He stopped his slow approach. “What?” Then he realized, and replied, ever so witty:
“You little shit
“It’s not you,” I paused to think. “Oh wait, it’s definitely you.”
Now you may ask why
I’m egging on the bully who is about to beat me up. My old school wasn’t the nicest place, and I got picked on pretty often. It wasn’t that I was really super-dorky, it was more to do with the fact that I wasn’t really super-anything. I was just an easy target. Sure I enjoy a good book, video game, or superhero-blockbuster, but I didn’t advertise it. So I wasn’t considered a geek. I’m too skinny or just too uninterested to play sports, so I wasn’t considered a jock. And while I know that I’m an ‘Adonis-incarnate’, other people were of a different opinion, so I wasn’t just popular because I was attractive. And while you might read that and think ‘Oh my god, this kid thinks he’s so quirky because he doesn’t fit in.’ And you're wrong. It’s miserable not fitting in. Living like that for fifteen years taught me that the best way to go about being picked on, is to avoid confrontation altogether. And the best way to go about that is to make the person who’s attempting to bully you just lose their marbles. By getting them bat-shit angry. So mad that their only thought is ‘must punch annoying man’, and then carefully move around him and run away. You may call me a coward, but I really don’t care.
Matthew honest-to-god snorted, and charged me like a bull charges a bull-fighter. I waited, and at the last possible second, darted to the side. He clearly didn’t expect that. He ran straight into one of the goons. I started to run back up the stone-steps, but Matthew’s hand reached out and grabbed my leg. The momentum carried me forward, fast. I brought my arm to shield my face, and hit the steps. It hurt. Like, a lot
. I could feel my skin being pulled away from my forearm, but I didn't think it broke. Before I could recover he kicked me in the ribs. I felt a hand reach down and grab me by the scruff of my shirt. The next thing I knew, Matthew flipped me over.
He punched me in the face. “You know, before, I was just gonna hurt you a little bit. To teach you a lesson, newbie.” He reared back and hit me again. “It would’ve hurt of course.” He pulled me forward and slammed my head against the steps. “ But then you just had to go and snark-off to me,” Then, he leaned in closer, and snarled: “No one messes with me…” He pulled back to punch, but by now I had oriented enough that I thought to bring up my knee, hard, in the place that no man wants to be punched, kicked, or kneed. He fell back in pain, stumbling, and knocking down two of the goons.
I forced myself up, despite my current state, and made to leave. Goon number-three made to grab me, but I brought up my un-injured arm and, in an act that surprised even myself, punched him in the face. I don't know if he was just surprised by what had happened with Stone, or if I just could punch harder than I thought I could, but he went down and
I ran. I ran hard and far, and didn’t stop until my foot got caught on a familiar stone.

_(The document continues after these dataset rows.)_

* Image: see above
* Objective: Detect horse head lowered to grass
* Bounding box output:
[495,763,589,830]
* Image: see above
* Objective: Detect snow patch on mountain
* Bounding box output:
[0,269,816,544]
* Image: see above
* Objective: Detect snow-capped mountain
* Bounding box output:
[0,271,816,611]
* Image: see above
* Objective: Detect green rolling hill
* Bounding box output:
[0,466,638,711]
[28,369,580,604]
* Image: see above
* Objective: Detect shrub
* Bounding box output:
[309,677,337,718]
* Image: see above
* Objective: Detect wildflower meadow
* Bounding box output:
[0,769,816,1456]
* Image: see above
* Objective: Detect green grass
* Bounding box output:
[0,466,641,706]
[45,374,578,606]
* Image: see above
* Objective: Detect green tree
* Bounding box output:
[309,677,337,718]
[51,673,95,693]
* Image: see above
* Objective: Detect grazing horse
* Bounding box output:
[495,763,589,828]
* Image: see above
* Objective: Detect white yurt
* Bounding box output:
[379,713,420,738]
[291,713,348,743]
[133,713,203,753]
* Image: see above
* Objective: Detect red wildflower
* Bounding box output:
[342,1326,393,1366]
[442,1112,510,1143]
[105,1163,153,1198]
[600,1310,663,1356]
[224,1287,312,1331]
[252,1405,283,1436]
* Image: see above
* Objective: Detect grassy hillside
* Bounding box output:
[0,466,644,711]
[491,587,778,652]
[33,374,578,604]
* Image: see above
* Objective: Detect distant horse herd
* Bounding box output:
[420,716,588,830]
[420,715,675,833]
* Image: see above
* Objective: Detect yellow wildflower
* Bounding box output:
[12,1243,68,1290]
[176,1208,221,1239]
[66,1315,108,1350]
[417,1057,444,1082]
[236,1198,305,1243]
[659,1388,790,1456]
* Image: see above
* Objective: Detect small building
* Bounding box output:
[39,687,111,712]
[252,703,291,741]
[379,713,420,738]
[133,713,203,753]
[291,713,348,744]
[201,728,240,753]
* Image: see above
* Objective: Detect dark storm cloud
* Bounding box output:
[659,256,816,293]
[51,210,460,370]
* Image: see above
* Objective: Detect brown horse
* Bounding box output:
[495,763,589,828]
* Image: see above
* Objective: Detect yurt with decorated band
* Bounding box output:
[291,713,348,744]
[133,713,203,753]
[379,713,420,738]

I had a strong suspicion of where I was, and it was confirmed when I looked around at the stone-scattered wasteland beyond the heavy metal gate. I stood up, stumbling slightly. I used the metal gate for support until I could stand. I was still reeling from the beating I had taken from Matthew Stone, disoriented and tired, I walked along the graves of people long dead. I stopped in front of the largest one in sight, and laid down on the side opposite the gate, the left side of my face flush with the coolness of the ground, hidden from sight. I was just so tired. My intention was to only close my eyes for a second, but I must’ve dozed off because when I opened them again, the sun was setting. Still lacking the motivation to get up and head home, I just laid there eyes open, when I heard people talking.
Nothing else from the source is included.